Earthworm Jim’s conception is actually directly related to the success of the Teenage Mutant Ninja Turtles franchise around the same time. Playmates Toys had owned the license to produce toys for the franchise and seeing how well it did, Playmates sought a way to capitalize on a franchise of their own making. Debating on which medium to roll their new product out on first, it was eventually the popularity of Sonic the Hedgehog that would convince Playmates to try their hand at video games. At the time, video game studio Shiny Entertainment was in a distribution deal with Playmates and when original Earthworm Jim creator Douglas TenNapel presented an early sketch of the character to Shiny creative head David Perry, they had the start of their new franchise.

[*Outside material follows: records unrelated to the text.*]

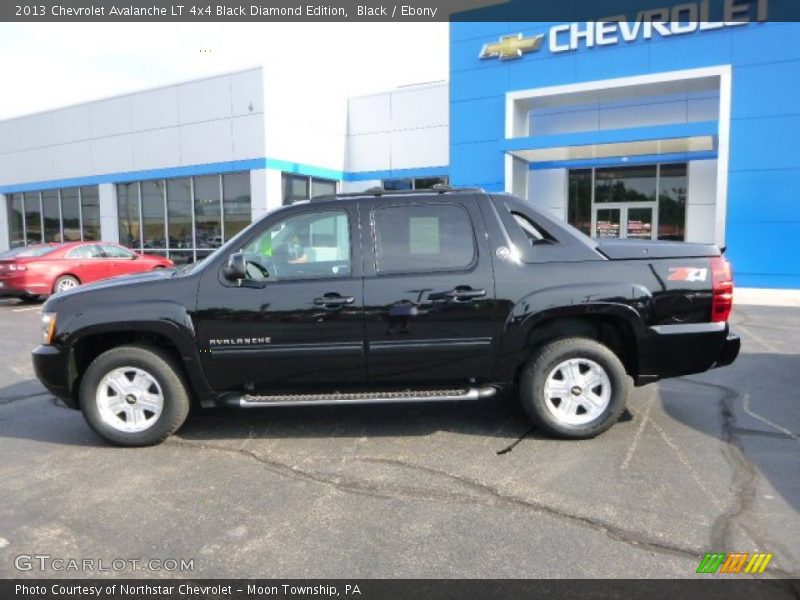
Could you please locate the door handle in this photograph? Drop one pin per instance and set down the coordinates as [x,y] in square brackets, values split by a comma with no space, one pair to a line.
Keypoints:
[333,301]
[461,294]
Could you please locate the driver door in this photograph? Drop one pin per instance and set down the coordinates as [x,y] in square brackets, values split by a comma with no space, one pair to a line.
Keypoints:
[296,321]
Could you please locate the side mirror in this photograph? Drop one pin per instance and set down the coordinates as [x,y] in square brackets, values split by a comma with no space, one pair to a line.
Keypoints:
[236,267]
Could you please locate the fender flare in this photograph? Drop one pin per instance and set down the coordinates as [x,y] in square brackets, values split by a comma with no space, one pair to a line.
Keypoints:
[159,317]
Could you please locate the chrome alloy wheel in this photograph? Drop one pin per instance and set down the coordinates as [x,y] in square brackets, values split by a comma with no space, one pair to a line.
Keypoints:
[577,391]
[66,284]
[129,399]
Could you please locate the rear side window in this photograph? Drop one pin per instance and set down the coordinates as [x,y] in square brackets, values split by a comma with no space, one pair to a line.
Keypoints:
[423,237]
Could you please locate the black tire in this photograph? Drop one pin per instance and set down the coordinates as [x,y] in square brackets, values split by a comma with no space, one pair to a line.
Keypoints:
[162,368]
[70,280]
[543,408]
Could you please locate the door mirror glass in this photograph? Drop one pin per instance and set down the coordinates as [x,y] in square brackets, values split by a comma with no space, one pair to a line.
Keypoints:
[236,267]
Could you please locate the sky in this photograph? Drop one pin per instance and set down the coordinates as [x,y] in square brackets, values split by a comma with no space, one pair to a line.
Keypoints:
[50,65]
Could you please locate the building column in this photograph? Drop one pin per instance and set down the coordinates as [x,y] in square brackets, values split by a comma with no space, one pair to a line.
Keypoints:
[516,177]
[109,221]
[274,189]
[4,233]
[258,194]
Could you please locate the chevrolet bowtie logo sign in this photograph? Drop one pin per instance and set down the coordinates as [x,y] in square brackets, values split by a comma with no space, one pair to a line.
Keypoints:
[512,46]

TenNapel is credited with the conception of Jim as well as the voice work of the character and the game and level designs. Meanwhile, Perry and the rest of the Shiny team created characters and mechanics around TenNapel’s framework. The bizarre look and play of the game comes from the freedom the team had during creation. Shiny Entertainment had previously only been involved in licensed projects from the likes of 7-Up and McDonald's, who had strict guidelines about what could appear in their products. With no creative restraint, Perry’s team stretched their legs, explored the space and flipped a cow or two. Earthworm Jim wasn’t just meant to be grotesque. It was meant to be a parody of many standards in video games perceived by the folks at Shiny. It’s why you get characters like “Princess What’s-Her-Name”, who was a shot at the overused damsels in distress that littered other games.

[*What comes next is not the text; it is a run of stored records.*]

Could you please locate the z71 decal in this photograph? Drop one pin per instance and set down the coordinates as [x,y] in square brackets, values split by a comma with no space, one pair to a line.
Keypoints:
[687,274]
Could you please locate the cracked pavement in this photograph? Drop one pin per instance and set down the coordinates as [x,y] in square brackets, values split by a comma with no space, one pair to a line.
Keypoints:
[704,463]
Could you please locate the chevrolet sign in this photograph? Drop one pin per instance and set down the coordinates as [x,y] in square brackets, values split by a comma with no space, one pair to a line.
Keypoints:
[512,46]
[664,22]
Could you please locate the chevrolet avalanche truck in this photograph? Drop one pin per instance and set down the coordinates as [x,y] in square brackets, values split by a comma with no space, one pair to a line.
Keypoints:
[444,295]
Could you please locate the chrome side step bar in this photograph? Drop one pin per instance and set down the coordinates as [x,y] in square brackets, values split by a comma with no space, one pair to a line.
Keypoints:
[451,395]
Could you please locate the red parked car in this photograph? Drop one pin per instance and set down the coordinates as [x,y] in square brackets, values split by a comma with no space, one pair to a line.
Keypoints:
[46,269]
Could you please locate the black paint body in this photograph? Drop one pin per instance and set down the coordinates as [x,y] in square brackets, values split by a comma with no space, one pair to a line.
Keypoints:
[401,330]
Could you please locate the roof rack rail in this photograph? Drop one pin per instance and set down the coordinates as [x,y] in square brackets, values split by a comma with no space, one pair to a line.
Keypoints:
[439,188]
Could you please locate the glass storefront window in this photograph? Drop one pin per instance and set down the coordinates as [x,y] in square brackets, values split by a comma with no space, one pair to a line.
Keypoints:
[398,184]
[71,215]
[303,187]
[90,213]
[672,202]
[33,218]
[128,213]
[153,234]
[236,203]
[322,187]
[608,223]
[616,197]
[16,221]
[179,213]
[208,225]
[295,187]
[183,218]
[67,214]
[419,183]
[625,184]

Of course Jim is hardly a hero of legend either. The story goes that Jim was just a regular earthworm minding his own business when a super suit falls out of the sky. Jim finds he can control it and uses his body as the neck and head of the suit, which supply his arms and legs. Jim then goes off on a journey, mostly to keep the suit and defeat the jerks who want to take it from him. He also wants to use the suit to save and gain the affections of Princess What’s-Her-Name. Along the way, he runs into a rogues' gallery of bizarre villains, not the least of which are Psy-Crow, Evil the Cat, and Bob the Killer Goldfish.
Earthworm Jim’s gameplay hosted a bevy of content. There normal platforming and shooting levels in which Jim’s head was used as a whip to swing across rough terrain, but tons of missions featured extra content or bonus levels in between, such as racing against Psy-Crow from planet to planet and using a glass bathysphere to traverse an underwater maze. One of the most iconic mechanics came from escorting Jim’s friend, Peter Puppy, safely across levels by defeating enemies and whipping Peter to get him to jump gaps. Letting him take damage or fall resulted in him turning into a rabid monster and beating the tar out of Jim.
Earthworm Jim was unique enough to do exactly what Playmates wanted it to do. It became one of the more iconic games of the Sega Genesis and would be ported onto multiple platforms. Furthermore, the game spawned several sequels, toys, and a comic book and TV series. Fifteen years after its original release, it got a high-definition remake on PS3 and Xbox 360. It’s easy to write off a lot of bizarre and grotesque games that have littered the bargain bins of video game stores across decades, but there’s no writing off the illustrious adventures of Earthworm Jim.